Diaa grew up in Syria. There, he barbecued meats and crispy kibbeh, or potato croquettes, full of minced red meat, onion, and spices, alongside his own family and buddies. He picked up the competencies from a cook in his uncle’s eating place in his place of origin of Damascus. “When I consume, or I cook Syrian food, I don’t forget when I was young,” he stated in this week’s episode of the Bite podcast. “When I changed into very younger, my mother cooked Syrian meals. So when I make it now, I keep in mind some of these moments.”
Before the crisis in Syria commenced, Diaa turned into Sudan with his family, looking to release a restaurant there. But when he wanted to depart, he couldn’t go back to Syria because the war had started. So he went to Jordan as an alternative, wondering the war would give up quickly and he’d be able to go back to Damascus. He waited 4 years in Jordan as a refugee before coming to the USA in 2016. He now lives in Staten Island along with his wife, son, and daughter.
Chef Diaa Alhanoun
Chef Diaa Alhanoun
Courtesy Eat Offbeat
According to the United Nations Refugee Agency facts, 12 million Syrians have been forcibly displaced at the end of 2016. That’s more than half of u . S .’s populace.

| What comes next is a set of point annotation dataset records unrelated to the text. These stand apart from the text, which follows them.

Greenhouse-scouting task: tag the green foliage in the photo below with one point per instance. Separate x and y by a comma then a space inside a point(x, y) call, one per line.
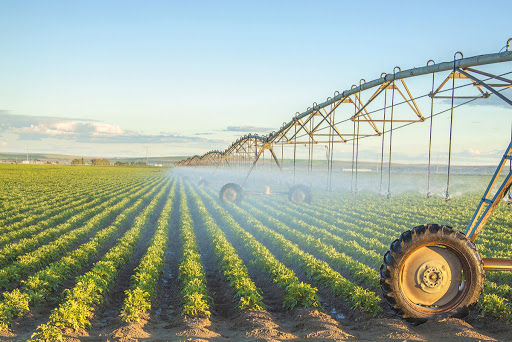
point(80, 301)
point(191, 272)
point(232, 267)
point(144, 281)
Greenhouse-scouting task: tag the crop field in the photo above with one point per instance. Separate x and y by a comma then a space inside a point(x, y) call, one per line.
point(104, 253)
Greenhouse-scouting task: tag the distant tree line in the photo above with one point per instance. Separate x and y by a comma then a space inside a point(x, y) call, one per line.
point(106, 162)
point(94, 162)
point(133, 164)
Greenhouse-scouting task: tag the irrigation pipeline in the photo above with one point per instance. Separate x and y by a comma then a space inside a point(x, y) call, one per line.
point(248, 149)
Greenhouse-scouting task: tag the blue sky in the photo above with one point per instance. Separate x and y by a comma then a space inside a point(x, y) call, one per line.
point(185, 77)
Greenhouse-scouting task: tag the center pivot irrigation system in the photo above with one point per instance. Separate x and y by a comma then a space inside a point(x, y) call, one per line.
point(431, 270)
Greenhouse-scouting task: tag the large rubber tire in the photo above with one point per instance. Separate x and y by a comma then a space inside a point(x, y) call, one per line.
point(437, 238)
point(299, 193)
point(231, 192)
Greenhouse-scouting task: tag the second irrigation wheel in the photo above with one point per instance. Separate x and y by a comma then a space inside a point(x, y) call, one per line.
point(231, 192)
point(299, 194)
point(432, 271)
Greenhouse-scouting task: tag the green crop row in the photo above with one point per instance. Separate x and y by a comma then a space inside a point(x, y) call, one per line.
point(143, 283)
point(80, 301)
point(39, 286)
point(296, 293)
point(196, 301)
point(232, 267)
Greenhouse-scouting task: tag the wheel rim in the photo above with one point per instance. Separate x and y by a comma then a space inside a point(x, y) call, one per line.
point(229, 195)
point(433, 279)
point(298, 196)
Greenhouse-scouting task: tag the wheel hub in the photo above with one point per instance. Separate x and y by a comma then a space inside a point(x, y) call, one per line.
point(431, 276)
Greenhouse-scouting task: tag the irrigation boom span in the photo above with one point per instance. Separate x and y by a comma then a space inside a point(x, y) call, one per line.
point(249, 148)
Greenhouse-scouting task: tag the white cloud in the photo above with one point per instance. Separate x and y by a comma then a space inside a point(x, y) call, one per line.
point(84, 131)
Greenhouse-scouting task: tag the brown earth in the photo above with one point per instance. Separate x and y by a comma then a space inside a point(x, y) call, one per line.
point(299, 325)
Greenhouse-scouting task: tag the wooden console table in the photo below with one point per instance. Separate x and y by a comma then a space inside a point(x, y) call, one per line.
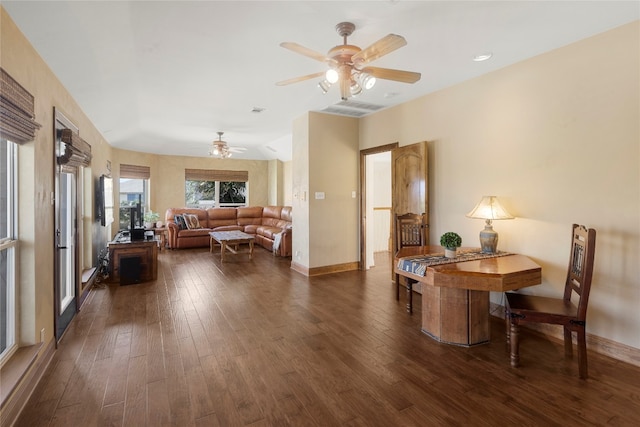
point(227, 239)
point(455, 296)
point(132, 261)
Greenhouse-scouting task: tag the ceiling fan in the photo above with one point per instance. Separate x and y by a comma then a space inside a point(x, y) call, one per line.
point(348, 63)
point(222, 150)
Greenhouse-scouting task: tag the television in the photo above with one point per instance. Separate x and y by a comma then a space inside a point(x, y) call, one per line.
point(104, 199)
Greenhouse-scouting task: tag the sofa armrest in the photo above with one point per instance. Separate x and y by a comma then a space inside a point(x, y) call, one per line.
point(173, 229)
point(286, 245)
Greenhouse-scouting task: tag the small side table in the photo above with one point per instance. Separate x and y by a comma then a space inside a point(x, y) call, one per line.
point(162, 232)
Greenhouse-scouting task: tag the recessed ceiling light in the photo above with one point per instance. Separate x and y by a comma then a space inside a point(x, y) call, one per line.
point(482, 57)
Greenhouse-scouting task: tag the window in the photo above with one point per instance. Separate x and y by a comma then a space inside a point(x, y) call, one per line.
point(134, 189)
point(8, 245)
point(215, 193)
point(214, 188)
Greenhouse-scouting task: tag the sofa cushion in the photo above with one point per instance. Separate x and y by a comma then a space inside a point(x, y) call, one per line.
point(191, 220)
point(268, 231)
point(251, 228)
point(179, 220)
point(249, 216)
point(193, 233)
point(271, 215)
point(218, 217)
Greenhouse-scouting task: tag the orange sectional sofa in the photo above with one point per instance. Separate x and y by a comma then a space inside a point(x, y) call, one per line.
point(263, 222)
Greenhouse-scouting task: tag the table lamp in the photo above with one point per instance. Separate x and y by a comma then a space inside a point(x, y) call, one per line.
point(489, 209)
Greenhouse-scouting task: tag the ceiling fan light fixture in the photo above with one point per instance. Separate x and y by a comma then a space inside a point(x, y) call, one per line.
point(355, 89)
point(367, 81)
point(324, 86)
point(331, 76)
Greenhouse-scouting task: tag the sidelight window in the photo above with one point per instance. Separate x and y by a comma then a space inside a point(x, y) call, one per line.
point(8, 248)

In New York City, Diaa continues to prepare dinner Syrian food via a catering corporation referred to as Eat Offbeat, which employs refugees resettled in the city as cooks. Manal Kahi, co-founder and CEO of Eat Offbeat, mentions that her organization began with a craving for hummus. After coming to New York City from Lebanon in 2013 to attend graduate college at Columbia University, Kahi quickly realized she didn’t like the hummus on American supermarket cabinets. So Kahi made her very own hummus, primarily based on her grandmother’s recipe. Her brother, Wissam Kahi, recommended she promote it. This changed in the midst of the Syrian refugee disaster of their domestic usa of Lebanon.